Türkiye’deki algı, parası olmayanın özel okula kolay kolay gidememesi. 12.000 TL’ye hizmet veren okullarda var 70.000 TL’ye hizmet veren okullarda var. Herkes aynı şeyleri vaat ediyor. İki yabancı dil eğitimi, günlük akademik program ve sosyal aktiviteler başta olmak üzere bizim amacımız herkesin eğitimden en iyi şekilde faydalanabilmesi. Her yıl kayıt sırasında binlerce öğrenciyi geri çeviriyoruz. özel İlgi’li olabilmenin belli kıstasları var. öğrenci için aradığımız kriter şu: Tamam biz özel okuluz, belli bir eğitim ücreti var, ama öğrenmeye aç öğrenci istiyoruz. çocuğun başarısız olması da önemli değil. Başarısız bir öğrenciyi yetiştiririz, donatırız ve başarılı hale getiririz. Ama bunu ancak öğrenmeye aç çocukta yapabilirsiniz. öğrenci öğrenmeye aç değilse, bizim de elimizde sihirli bir değnek yok sonuçta.
Eğitim dünyasının dışındaki yatırımlarınızdan ve gelecek hedeflerinizden bahsedebilir misiniz?
Eğitimde 19. yılım. Sayın Cumhurbaşkanımız Recep Tayyip Erdoğan’ın öngördüğü ‘Türkiye’deki şirketler yüzde 5 istihdamını arttırsın’ hedefine de katkı sağlamak istiyorum. Bu yıl personel kadromuzda yüzde 10’a yakın bir artış olacağını söyleyebilirim. Ben devletimize ve hükümetimize inanıyorum. 15 Temmuz’dan sonra Türkiye’de bir milat yaşandı. Dört-beş yıl sonra çok daha güçlü ve sağlam temellere dayalı bir Türkiye olacak.
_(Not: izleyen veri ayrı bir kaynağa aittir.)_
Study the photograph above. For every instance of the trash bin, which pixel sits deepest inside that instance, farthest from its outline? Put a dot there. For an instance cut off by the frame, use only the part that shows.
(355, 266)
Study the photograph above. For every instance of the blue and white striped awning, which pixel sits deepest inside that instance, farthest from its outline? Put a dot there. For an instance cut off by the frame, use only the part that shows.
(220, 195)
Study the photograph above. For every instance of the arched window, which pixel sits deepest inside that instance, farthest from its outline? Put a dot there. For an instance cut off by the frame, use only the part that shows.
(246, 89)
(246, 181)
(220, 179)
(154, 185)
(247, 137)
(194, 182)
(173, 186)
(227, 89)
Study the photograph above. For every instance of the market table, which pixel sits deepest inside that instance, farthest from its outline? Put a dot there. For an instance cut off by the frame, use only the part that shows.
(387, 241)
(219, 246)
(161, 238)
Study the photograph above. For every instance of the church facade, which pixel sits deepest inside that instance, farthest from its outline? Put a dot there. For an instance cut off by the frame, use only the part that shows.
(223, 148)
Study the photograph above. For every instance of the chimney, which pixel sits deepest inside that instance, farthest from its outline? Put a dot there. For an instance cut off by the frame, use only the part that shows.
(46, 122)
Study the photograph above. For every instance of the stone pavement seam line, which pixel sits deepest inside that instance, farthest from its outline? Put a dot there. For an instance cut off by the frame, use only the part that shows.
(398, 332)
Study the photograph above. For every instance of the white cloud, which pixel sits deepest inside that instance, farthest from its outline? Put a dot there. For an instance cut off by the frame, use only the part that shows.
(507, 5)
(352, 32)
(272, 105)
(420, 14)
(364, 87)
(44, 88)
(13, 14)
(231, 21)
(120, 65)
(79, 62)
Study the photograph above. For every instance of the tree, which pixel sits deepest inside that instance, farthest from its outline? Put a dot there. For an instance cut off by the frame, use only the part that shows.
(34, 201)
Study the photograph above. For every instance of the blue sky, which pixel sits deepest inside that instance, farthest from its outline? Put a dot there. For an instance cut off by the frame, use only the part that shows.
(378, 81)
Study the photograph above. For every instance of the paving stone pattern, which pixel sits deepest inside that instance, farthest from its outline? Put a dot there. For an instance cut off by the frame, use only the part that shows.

Cumhuriyetimizin 100.yılında Cumhurbaşkanımızın hedef koyduğu ‘100 dünya markasından biri olmak için de hem yurt içinde hem de yurt dışında tüm dinamiklerimizle yol alıyorum. Eğitim kurumu olmanın dışında inşaat ve yayıncılık hayatına adım atacağım.
“HEDEFİNİZİ BELİRLEYİN, GüçLüK İLE BAŞARISIZLIĞI BİRBİRİNDEN AYIRIN.”
Genç yaşında başarıya ulaşmış bir iş adamı olarak iş hayatınızdaki kurallarınız nedir?
Hedefinizi belirleyin. Ayran gönüllü olmayın. Prensipleriniz olsun. Güçlük ile başarısızlığı birbirinden ayırın. Cepheyi daraltın, dar cepheden hücuma geçin. Geçmişe bağlanmayın, ancak ders alın. Ustanın yanında çırak olun, işi öğrenin. Tek adam olma devrini kapatın. Şov yapmayın. Başarıya ulaşanları inceleyin. Kendi çalışacağınız takımı kurun. çekirdek kadroyu kaçırmayın. Başarıyı para ile mükafatlandırın. Adam yetiştirin ve takımınızı koruyun. Ve masada oturan yönetici olmayın. “İşin varsa başında, eşin varsa yanında, tarlan varsa içinde olacaksın.